Бывший сержант оказался настоящим докой в своей области. Спокойно приближался к цели, представлялся, пояснял, кто он и откуда… этого уже хватало, чтобы народ, выползший из своей берлоги спустя две недели, скисал и послушно шёл в участок. Все было настолько тихо, что под конец смены бабулька из Неудачниц расхрабрилась, вновь попытавшись прочитать мораль одному грустному типу, конвоируемому нами в отдел, но тут уже сама Цао Сюин её одёрнула.

И правильно.

Затем, уже под вечер, Шахбазян скомандовал отбой, после чего наша недружная команда расползлась по своим делам.

– Извинись завтра перед ней, – сухо проговорила Цао Сюин, идущая чуть впереди меня.

– За что? – хмыкнул я.

– Знаешь сам, – отрезала китаянка.

– Не буду, – тут же отреагировал я, – И не потому, что не хочу, баба Цао. А потому, что если я пойду навстречу подобному, оказав уважение старому человеку, то у него может сложиться впечатление, что я был не прав. Я, а не он. И когда кто-нибудь оторвет голову вам или милиционеру, эта бабуля будет искренне полагать, что так случилось не из-за её капризов, а потому что окружающие недосмотрели…

Секунда и я смотрю в глаза развернувшейся на месте и очень злой китаянки. Очень злой.

– А ты все лучше знаешь, сопляк?! – змеей прошипела бабушка, – Где был твой ум и решительность тогда, в «Тени»?! Тогда, когда умирали дети?!

– Тогда, когда ты, старуха, не зная ситуации, не понимая вообще ничего, сама пошла по приказу, жертвуя своей внучкой?! – ответно взбесился я, – Кочерыжка старая! Один из засланных людей мог спокойно взломать комнату, у него лучи из глаз лупили просто ужасающей мощи! Он бы за секунду проник в комнату, стёр бы призраков, сжег бы тебя и забрал бы Данко! Но нет, ты даже сейчас об этом не в курсе, потому что тебе важнее было взвалить всю вину на меня, придумать, как бы ты справилась лучше сама и строить после этого из себя невинную жертву!

– Ты мог хотя бы попытаться их спасти!! – боль в глазах Цао Сюин была очевидна даже такому дубу как я, – Хотя бы! Что-то! Сделать! Ты их бросил! Вычеркнул!

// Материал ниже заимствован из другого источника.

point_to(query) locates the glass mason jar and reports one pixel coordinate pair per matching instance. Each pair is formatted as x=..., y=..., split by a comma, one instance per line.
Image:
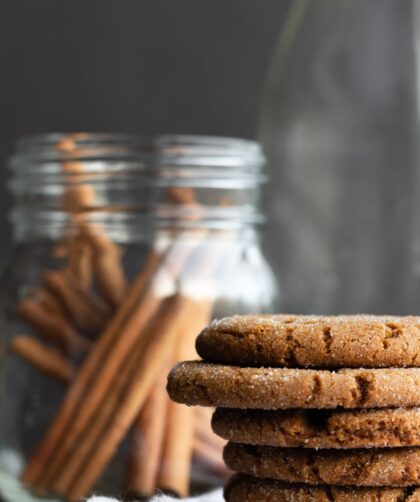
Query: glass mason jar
x=125, y=250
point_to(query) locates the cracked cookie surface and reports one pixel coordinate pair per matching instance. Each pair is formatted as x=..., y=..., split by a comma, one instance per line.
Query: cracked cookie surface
x=207, y=384
x=380, y=428
x=243, y=488
x=312, y=341
x=372, y=467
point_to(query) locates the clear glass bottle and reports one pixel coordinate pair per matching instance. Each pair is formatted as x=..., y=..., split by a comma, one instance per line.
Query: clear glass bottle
x=124, y=249
x=340, y=126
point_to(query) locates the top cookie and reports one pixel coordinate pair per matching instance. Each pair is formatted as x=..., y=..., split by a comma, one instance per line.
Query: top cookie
x=352, y=341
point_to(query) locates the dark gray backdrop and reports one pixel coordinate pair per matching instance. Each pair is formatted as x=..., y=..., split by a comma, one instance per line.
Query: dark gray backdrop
x=148, y=66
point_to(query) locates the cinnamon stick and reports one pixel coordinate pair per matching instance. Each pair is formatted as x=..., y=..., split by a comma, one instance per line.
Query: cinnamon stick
x=96, y=375
x=77, y=198
x=53, y=328
x=147, y=363
x=146, y=443
x=80, y=263
x=87, y=314
x=45, y=359
x=48, y=300
x=174, y=473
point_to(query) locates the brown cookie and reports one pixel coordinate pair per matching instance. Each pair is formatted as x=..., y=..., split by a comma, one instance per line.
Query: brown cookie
x=373, y=467
x=320, y=428
x=242, y=488
x=312, y=341
x=206, y=384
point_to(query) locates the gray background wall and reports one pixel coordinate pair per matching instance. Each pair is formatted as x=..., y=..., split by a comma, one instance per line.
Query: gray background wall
x=148, y=66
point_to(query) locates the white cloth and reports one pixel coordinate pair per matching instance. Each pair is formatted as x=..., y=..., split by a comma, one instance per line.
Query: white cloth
x=216, y=496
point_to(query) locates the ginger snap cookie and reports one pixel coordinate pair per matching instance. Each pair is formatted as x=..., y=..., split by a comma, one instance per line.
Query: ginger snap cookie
x=243, y=488
x=379, y=428
x=312, y=341
x=369, y=467
x=207, y=384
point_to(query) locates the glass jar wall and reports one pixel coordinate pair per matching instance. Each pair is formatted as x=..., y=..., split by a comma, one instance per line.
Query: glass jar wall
x=125, y=249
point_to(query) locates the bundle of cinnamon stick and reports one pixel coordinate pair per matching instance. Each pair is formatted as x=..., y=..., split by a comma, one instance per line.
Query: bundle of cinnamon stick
x=112, y=343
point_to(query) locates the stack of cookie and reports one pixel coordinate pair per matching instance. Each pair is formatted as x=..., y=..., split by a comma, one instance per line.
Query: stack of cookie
x=314, y=408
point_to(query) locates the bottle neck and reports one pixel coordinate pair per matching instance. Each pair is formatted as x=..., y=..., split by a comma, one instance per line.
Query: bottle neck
x=129, y=187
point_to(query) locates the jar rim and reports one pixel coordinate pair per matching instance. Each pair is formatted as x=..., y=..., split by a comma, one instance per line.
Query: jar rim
x=34, y=151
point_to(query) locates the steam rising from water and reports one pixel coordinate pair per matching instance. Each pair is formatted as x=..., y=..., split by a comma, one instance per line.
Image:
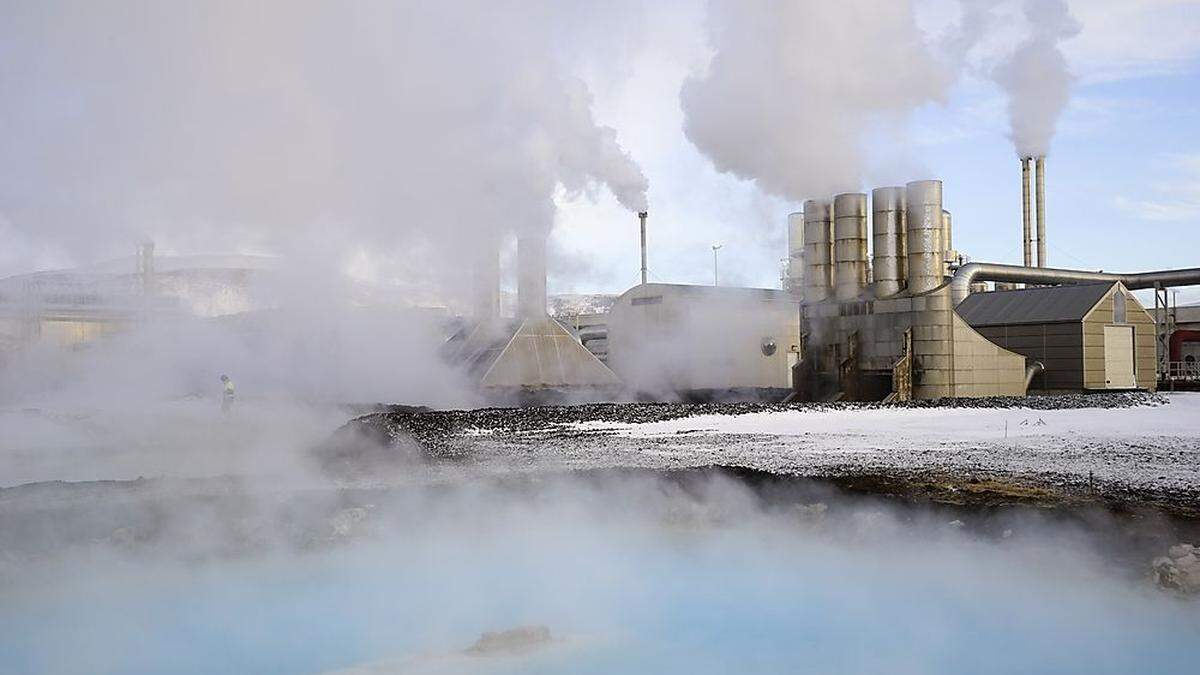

– Ты даже не слышишь, что я говорю! – сплюнул я, обходя китаянку.

– Слышу! Слышу!! – донеслось мне в спину, – Но они мертвы, шипоголовый! Они все мертвы!

Молча, я развернулся, подошёл к стоящей с сжатыми кулаками женщине и посмотрел на неё. Высокая, худая, вечно строгая, Цао Сюин сейчас стояла, опустив глаза вниз и плотно сжимала свои кулаки.

– Я… провалилась, – глухо произнесла она.

– Ты провалялась, – безжалостно отбрил её я, – Но до этого ты дала Янлинь время выставить блокировку на общежитие. До этого ты терпела пытки. Всё, что случилось потом – было не твоим делом, старуха. Ты к тому времени своё отыграла. А что вышло у меня, так ты знаешь. Единственное, в чем ты на самом деле провалилась – это по отношению к своей внучке!

– Чт…, – вскинулась она.

– То! – рявкнул я, – Ты хотела, чтобы ей испарили голову! Не думала ни секунды, жертвуя ей! Сразу выдала! А значит, хотела этого давно! Хочешь переиграть её жизнь? Воспитать по-новому, а?!

– Шипоголо…!

– Я за него! – зарычал я, – Что, старая, сомневаешься в том, как вырастила внучку?! Видишь, что та несчастна, трахаясь со всеми? Прямо аж умирает с горя?! Так в жизни, вообще-то, мало счастья, тебе ли не знать! Зато печали бы ты ей еще устроила вдоволь!

– П-пошёл прочь! – толкнув меня в грудь обеими руками, баба Цао ринулась к проходной на Коморскую, как к спасительному кругу.

Догонять я её не стал.

Все кровоточат одинаково. И уважаемый, и неуважаемый. Между выпотрошенным министром внутренних дел и курицей удивительно малая разница, разве что в массе и пригодности к употреблению. Ценность, впрочем, даже меняется, потому что нормальный человек министра жрать не будет. Дохлый министр стоит дешевле курицы. В этом и весь смысл. Нельзя сказать, что я уважаю куриц и не уважаю министров, но в разрезе моих приключений (точнее жизни), уважение может быть лишь роскошью, подчас опасной. Потому что ни министр, ни, тем более, курица, ни хера не смыслят в смертельной схватке людей, обладающих способностями. А у нас тут такая жопа постоянно.